Comment by pastage
2 days ago
It feels like zooming when you bicycle in those tight spaces at 9-12 km/h, which is a third of what you calld zooming. The point is that a collision at 12 km/h is pretty ok. The problem is that cyclists are always close to pedestrians so it feels unsafe even at slow speeds. The accident rate between cyclists and pedestrians are incredibly low so it is not really dangerous, but it feels like it.
What I read when I read about the bicycle lane is that bike lanes were a requirement, the user persona was assigned to a casual recreational rider on a small low speed recreational (<24" wheels) (aka kids under 10), when in reality, that hill is used by a road cyclist commuter, would only be used by a confident cyclist that close to traffic on that steepb of hill.

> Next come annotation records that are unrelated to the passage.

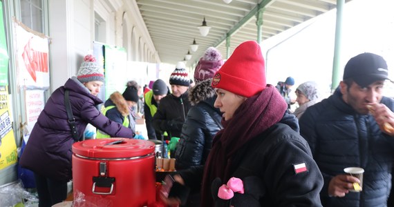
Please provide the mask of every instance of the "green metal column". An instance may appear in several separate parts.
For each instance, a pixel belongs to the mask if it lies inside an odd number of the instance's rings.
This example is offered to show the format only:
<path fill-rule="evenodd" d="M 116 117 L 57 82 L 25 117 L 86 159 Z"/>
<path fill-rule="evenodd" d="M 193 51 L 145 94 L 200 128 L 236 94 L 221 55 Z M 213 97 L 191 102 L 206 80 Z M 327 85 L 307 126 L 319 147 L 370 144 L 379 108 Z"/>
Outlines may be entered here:
<path fill-rule="evenodd" d="M 226 37 L 226 59 L 229 59 L 229 47 L 230 47 L 230 44 L 229 44 L 229 40 L 231 39 L 231 37 L 227 34 L 227 37 Z"/>
<path fill-rule="evenodd" d="M 257 43 L 260 44 L 261 43 L 261 29 L 263 28 L 263 12 L 264 12 L 264 9 L 259 9 L 256 14 L 256 25 L 257 26 Z"/>
<path fill-rule="evenodd" d="M 341 43 L 342 32 L 342 17 L 343 8 L 345 6 L 345 0 L 337 0 L 337 22 L 335 28 L 335 45 L 334 48 L 334 60 L 332 63 L 332 79 L 331 81 L 331 92 L 334 92 L 335 88 L 341 80 L 341 74 L 339 74 L 339 63 L 341 62 Z"/>

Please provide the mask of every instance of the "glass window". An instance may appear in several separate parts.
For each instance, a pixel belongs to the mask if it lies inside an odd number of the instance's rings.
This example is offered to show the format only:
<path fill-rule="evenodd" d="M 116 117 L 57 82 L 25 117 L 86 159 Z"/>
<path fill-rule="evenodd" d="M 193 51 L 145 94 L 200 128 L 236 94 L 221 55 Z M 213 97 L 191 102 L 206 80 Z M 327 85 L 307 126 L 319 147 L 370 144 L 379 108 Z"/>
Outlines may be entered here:
<path fill-rule="evenodd" d="M 44 33 L 43 1 L 44 0 L 21 0 L 22 23 L 41 33 Z"/>

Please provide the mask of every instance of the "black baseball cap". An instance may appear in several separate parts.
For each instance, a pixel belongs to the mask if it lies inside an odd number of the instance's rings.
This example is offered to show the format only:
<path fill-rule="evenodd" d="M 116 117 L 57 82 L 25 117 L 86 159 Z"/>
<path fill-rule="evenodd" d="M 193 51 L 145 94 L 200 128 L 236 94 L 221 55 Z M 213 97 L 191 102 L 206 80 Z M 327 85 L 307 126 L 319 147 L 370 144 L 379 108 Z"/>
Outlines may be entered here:
<path fill-rule="evenodd" d="M 376 54 L 359 54 L 352 57 L 345 66 L 344 80 L 350 78 L 362 87 L 377 81 L 390 80 L 387 63 Z"/>

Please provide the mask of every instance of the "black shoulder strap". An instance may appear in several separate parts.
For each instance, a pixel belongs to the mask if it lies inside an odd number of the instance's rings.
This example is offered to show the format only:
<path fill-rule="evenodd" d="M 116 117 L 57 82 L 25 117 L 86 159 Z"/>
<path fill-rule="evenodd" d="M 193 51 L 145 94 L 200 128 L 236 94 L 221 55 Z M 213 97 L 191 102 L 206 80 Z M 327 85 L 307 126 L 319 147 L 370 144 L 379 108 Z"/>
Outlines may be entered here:
<path fill-rule="evenodd" d="M 71 103 L 70 103 L 69 93 L 68 90 L 64 90 L 64 105 L 66 106 L 67 117 L 68 117 L 68 125 L 71 128 L 71 134 L 73 135 L 73 138 L 74 138 L 74 141 L 77 142 L 79 141 L 79 138 L 78 138 L 78 130 L 75 125 L 75 119 L 74 119 L 73 115 L 73 109 L 71 108 Z"/>

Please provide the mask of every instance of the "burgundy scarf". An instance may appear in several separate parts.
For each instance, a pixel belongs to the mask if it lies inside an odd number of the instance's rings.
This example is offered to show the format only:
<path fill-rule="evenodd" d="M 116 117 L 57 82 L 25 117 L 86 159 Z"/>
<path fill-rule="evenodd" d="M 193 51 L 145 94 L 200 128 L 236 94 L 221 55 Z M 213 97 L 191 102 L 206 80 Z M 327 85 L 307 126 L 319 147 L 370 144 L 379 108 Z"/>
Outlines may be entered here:
<path fill-rule="evenodd" d="M 222 120 L 224 128 L 216 134 L 205 163 L 201 206 L 214 206 L 211 183 L 220 177 L 223 184 L 229 179 L 229 172 L 234 153 L 252 138 L 279 122 L 288 106 L 271 85 L 259 94 L 248 98 L 234 112 L 233 117 Z"/>

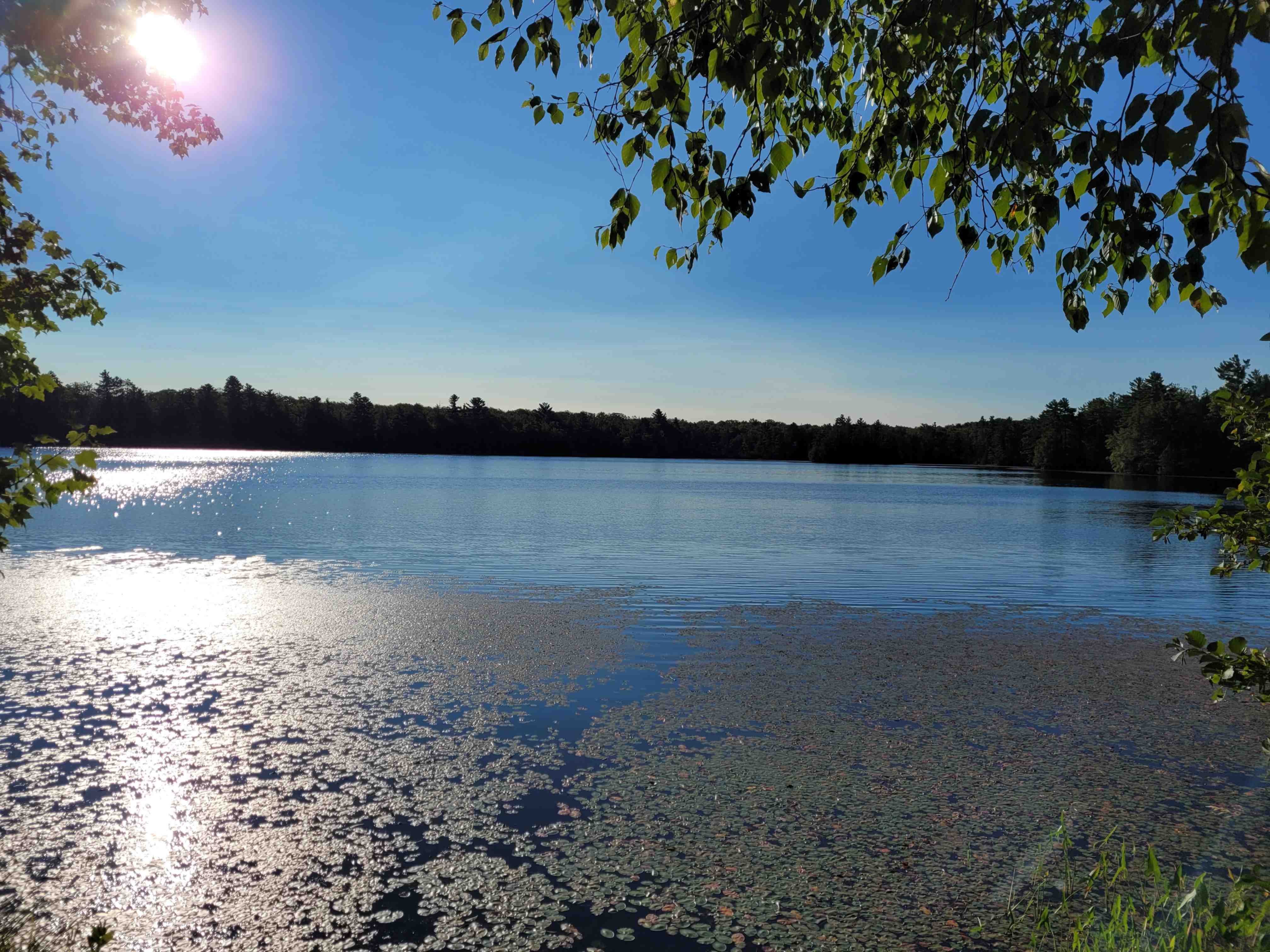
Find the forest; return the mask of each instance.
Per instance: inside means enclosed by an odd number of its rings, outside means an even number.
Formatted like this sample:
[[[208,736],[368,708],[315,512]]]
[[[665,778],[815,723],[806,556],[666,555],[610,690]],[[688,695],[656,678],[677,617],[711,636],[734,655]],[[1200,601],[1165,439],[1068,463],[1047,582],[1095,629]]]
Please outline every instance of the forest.
[[[1270,397],[1270,374],[1238,354],[1215,369],[1220,385]],[[103,371],[95,383],[67,383],[46,400],[0,400],[0,446],[29,443],[89,423],[113,426],[105,446],[304,449],[358,453],[690,457],[809,459],[817,463],[960,463],[1220,476],[1241,462],[1220,432],[1209,391],[1148,373],[1124,393],[1082,406],[1048,402],[1036,416],[980,416],[950,425],[899,426],[839,415],[832,424],[777,420],[681,420],[533,409],[498,410],[480,397],[381,406],[293,397],[230,377],[184,390],[145,391]]]

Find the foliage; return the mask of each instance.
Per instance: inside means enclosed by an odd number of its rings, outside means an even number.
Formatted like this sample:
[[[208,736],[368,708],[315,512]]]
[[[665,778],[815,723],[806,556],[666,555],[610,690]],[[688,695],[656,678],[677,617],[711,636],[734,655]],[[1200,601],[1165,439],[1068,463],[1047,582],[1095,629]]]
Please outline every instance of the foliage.
[[[102,296],[118,291],[117,261],[93,255],[75,261],[62,237],[30,212],[20,211],[19,162],[52,168],[56,128],[75,122],[72,107],[60,105],[60,91],[81,96],[105,117],[152,131],[177,156],[220,138],[220,129],[161,76],[146,71],[130,44],[137,15],[166,13],[188,19],[206,13],[199,0],[84,0],[81,3],[0,4],[0,41],[6,60],[0,71],[0,126],[13,131],[0,150],[0,393],[44,400],[57,386],[27,348],[27,334],[48,334],[58,321],[105,319]],[[104,429],[75,426],[72,447]],[[58,453],[36,454],[19,447],[0,458],[0,551],[6,529],[23,526],[30,510],[91,485],[95,457],[80,448],[74,465]],[[60,473],[70,470],[69,476]]]
[[[1170,647],[1180,658],[1198,658],[1200,671],[1213,684],[1213,701],[1220,701],[1227,691],[1251,691],[1262,704],[1270,704],[1270,658],[1259,647],[1248,647],[1245,637],[1208,641],[1200,631],[1189,631],[1184,638],[1173,638]],[[1270,740],[1266,741],[1270,750]]]
[[[495,67],[511,48],[513,70],[532,51],[559,74],[561,28],[582,67],[606,63],[593,90],[525,107],[535,123],[585,117],[620,171],[601,245],[625,239],[648,166],[665,207],[696,223],[667,267],[691,268],[781,179],[847,226],[862,203],[913,194],[875,282],[908,264],[912,235],[946,227],[998,270],[1033,270],[1063,215],[1078,216],[1055,253],[1074,330],[1091,294],[1123,311],[1135,284],[1152,310],[1175,283],[1200,314],[1224,303],[1204,264],[1227,231],[1247,268],[1270,261],[1270,176],[1248,156],[1237,69],[1270,42],[1262,3],[511,0],[504,23],[503,0],[438,0],[442,13],[456,43],[489,23],[476,52],[493,48]],[[608,34],[616,50],[601,46]],[[828,152],[833,171],[792,175],[809,152]]]
[[[1270,334],[1265,339],[1270,339]],[[1247,387],[1260,383],[1247,374],[1247,364],[1238,354],[1217,369],[1228,382]],[[1153,538],[1176,537],[1193,542],[1217,536],[1220,548],[1213,575],[1270,572],[1270,393],[1219,390],[1213,395],[1213,404],[1222,414],[1222,429],[1236,446],[1251,444],[1252,457],[1247,467],[1236,470],[1240,481],[1226,491],[1226,499],[1217,500],[1212,508],[1182,506],[1156,513],[1151,523]],[[1264,650],[1248,647],[1242,637],[1231,638],[1229,644],[1208,641],[1199,631],[1187,632],[1185,638],[1170,642],[1170,649],[1176,651],[1173,660],[1199,659],[1200,671],[1213,683],[1213,701],[1220,701],[1227,691],[1250,691],[1261,703],[1270,703],[1270,660]],[[1261,746],[1270,753],[1270,739],[1262,740]]]
[[[1214,575],[1238,570],[1270,572],[1270,396],[1257,399],[1242,390],[1219,390],[1213,402],[1236,446],[1251,444],[1252,457],[1237,470],[1238,482],[1209,509],[1166,509],[1152,520],[1153,537],[1186,542],[1217,536],[1222,541]],[[1236,504],[1236,505],[1229,505]],[[1237,506],[1237,508],[1236,508]]]
[[[1022,895],[1011,891],[1007,928],[1027,929],[1027,948],[1069,952],[1270,952],[1270,878],[1259,868],[1229,873],[1218,886],[1205,873],[1187,880],[1181,867],[1165,877],[1156,852],[1134,863],[1109,833],[1092,844],[1088,872],[1077,856],[1066,816],[1052,834],[1055,867],[1044,862]],[[1054,894],[1057,895],[1057,901]]]
[[[0,894],[0,952],[70,952],[88,948],[100,952],[114,939],[105,925],[94,925],[88,934],[67,927],[55,927],[46,918],[23,908],[14,895]]]
[[[480,397],[443,406],[376,406],[259,391],[237,377],[217,390],[145,392],[103,372],[95,385],[70,383],[41,404],[0,397],[0,446],[77,419],[118,421],[128,446],[316,449],[387,453],[634,456],[810,459],[823,463],[966,463],[1052,470],[1210,475],[1233,468],[1237,448],[1218,430],[1205,395],[1139,377],[1128,393],[1080,409],[1050,401],[1039,416],[980,418],[950,425],[894,426],[843,414],[828,425],[777,420],[701,420],[570,413],[542,402],[499,410]],[[1158,421],[1144,428],[1143,420]],[[1154,424],[1153,424],[1154,425]],[[1163,437],[1167,437],[1163,438]],[[118,443],[107,439],[107,443]],[[1111,448],[1109,448],[1109,446]],[[1129,452],[1132,449],[1132,452]]]

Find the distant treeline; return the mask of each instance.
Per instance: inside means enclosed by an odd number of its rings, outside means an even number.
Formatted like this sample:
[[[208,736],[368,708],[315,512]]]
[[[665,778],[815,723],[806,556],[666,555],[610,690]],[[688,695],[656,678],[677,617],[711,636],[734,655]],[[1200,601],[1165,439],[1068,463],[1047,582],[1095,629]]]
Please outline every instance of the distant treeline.
[[[1232,357],[1217,367],[1218,377],[1270,396],[1270,376],[1248,364]],[[204,383],[147,392],[105,371],[97,383],[69,383],[43,402],[0,399],[0,446],[88,423],[113,426],[118,433],[104,442],[128,447],[969,463],[1160,475],[1224,475],[1241,462],[1220,433],[1208,391],[1166,383],[1158,373],[1081,407],[1053,400],[1039,416],[942,426],[893,426],[846,414],[810,425],[688,421],[662,410],[650,416],[570,413],[549,404],[497,410],[480,397],[460,402],[457,396],[438,406],[378,406],[361,393],[347,402],[283,396],[237,377],[218,390]]]

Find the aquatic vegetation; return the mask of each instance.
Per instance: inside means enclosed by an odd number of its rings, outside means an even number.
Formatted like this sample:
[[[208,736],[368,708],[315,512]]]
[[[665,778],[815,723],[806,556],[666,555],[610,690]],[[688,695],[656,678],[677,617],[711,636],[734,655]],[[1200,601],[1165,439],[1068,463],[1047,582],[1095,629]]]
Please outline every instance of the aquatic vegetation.
[[[1154,849],[1130,853],[1114,834],[1077,849],[1064,817],[1053,864],[1039,863],[1007,902],[1008,933],[1026,934],[1029,948],[1071,952],[1270,949],[1270,878],[1259,867],[1228,872],[1227,882],[1191,880],[1181,867],[1166,877]]]
[[[1160,623],[38,561],[0,876],[122,947],[1005,948],[1063,810],[1194,872],[1270,840]]]

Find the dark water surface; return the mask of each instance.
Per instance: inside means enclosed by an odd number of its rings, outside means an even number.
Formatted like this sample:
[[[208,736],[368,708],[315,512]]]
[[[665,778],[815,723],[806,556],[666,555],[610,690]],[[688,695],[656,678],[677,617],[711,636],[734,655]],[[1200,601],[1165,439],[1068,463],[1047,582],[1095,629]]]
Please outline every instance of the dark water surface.
[[[823,598],[1261,622],[1256,581],[1152,514],[1220,482],[1019,470],[112,451],[91,501],[14,548],[304,560],[432,580],[640,586],[698,604]]]
[[[1161,650],[1260,579],[1149,542],[1208,495],[1063,479],[112,453],[0,566],[0,891],[128,949],[1011,948],[1060,811],[1264,863],[1264,712]]]

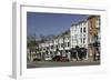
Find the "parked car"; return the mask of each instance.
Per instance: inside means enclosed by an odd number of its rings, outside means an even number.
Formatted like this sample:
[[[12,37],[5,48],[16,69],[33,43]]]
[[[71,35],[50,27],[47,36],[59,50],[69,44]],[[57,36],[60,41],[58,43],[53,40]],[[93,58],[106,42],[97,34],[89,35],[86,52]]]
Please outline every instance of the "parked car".
[[[41,59],[39,59],[39,58],[34,58],[33,61],[41,61]]]
[[[56,55],[52,60],[57,62],[68,62],[69,61],[67,57],[61,57],[61,55]]]
[[[60,61],[61,62],[69,62],[69,59],[67,57],[61,57]]]
[[[44,61],[52,61],[52,58],[51,57],[46,57]]]

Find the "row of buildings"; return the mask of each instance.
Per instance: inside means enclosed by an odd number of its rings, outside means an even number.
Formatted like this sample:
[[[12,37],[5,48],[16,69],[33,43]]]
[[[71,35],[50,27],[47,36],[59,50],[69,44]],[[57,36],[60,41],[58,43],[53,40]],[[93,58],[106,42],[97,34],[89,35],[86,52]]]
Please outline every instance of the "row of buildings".
[[[34,51],[29,52],[28,59],[44,59],[47,55],[62,55],[71,58],[70,50],[75,48],[85,48],[87,59],[93,54],[100,54],[100,16],[89,16],[87,20],[73,22],[69,30],[60,34],[36,40]]]

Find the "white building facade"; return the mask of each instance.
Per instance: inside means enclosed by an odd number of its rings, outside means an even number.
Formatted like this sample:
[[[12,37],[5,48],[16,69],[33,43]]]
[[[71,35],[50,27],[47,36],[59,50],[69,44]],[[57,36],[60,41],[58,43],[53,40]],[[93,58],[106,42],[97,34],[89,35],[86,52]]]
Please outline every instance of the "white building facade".
[[[73,23],[70,28],[71,48],[75,45],[80,48],[88,48],[88,22],[81,21]]]

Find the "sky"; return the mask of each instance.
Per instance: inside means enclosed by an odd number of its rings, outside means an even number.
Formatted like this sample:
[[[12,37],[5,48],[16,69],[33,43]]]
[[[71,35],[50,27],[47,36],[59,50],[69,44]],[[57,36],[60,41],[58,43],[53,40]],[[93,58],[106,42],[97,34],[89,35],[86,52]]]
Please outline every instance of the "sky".
[[[69,30],[72,22],[87,18],[88,14],[27,12],[27,36],[59,34]]]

It's not that the traffic engineer didn't care about a quality product, they didn't care to research who bikes (and have car brain), and have never traveled out of the US, to the Netherlands, or met a cyclist.
The article explicitly says cyclists crash there going at ~30 km/h.
Crashes are another thing, cars going 100 mph here is probably proportionally the same as the people trying to take that at 30 km/h. The streetview of the location makes it even worse than I thought especially looking at the history of the spot.
https://maps.app.goo.gl/EcG7qKSNDDHjzWJk9
Hum... The bike lane seems to be designed to fill space and make the street run better, instead of being designed for being useful for riding bikes.
I can see why people get angry about it. But still, the article is asking for the wrong solution. And yeah, the people crashing on that fence at 30 km/h would just die hit by a car a few meters down if the article's fix was implemented.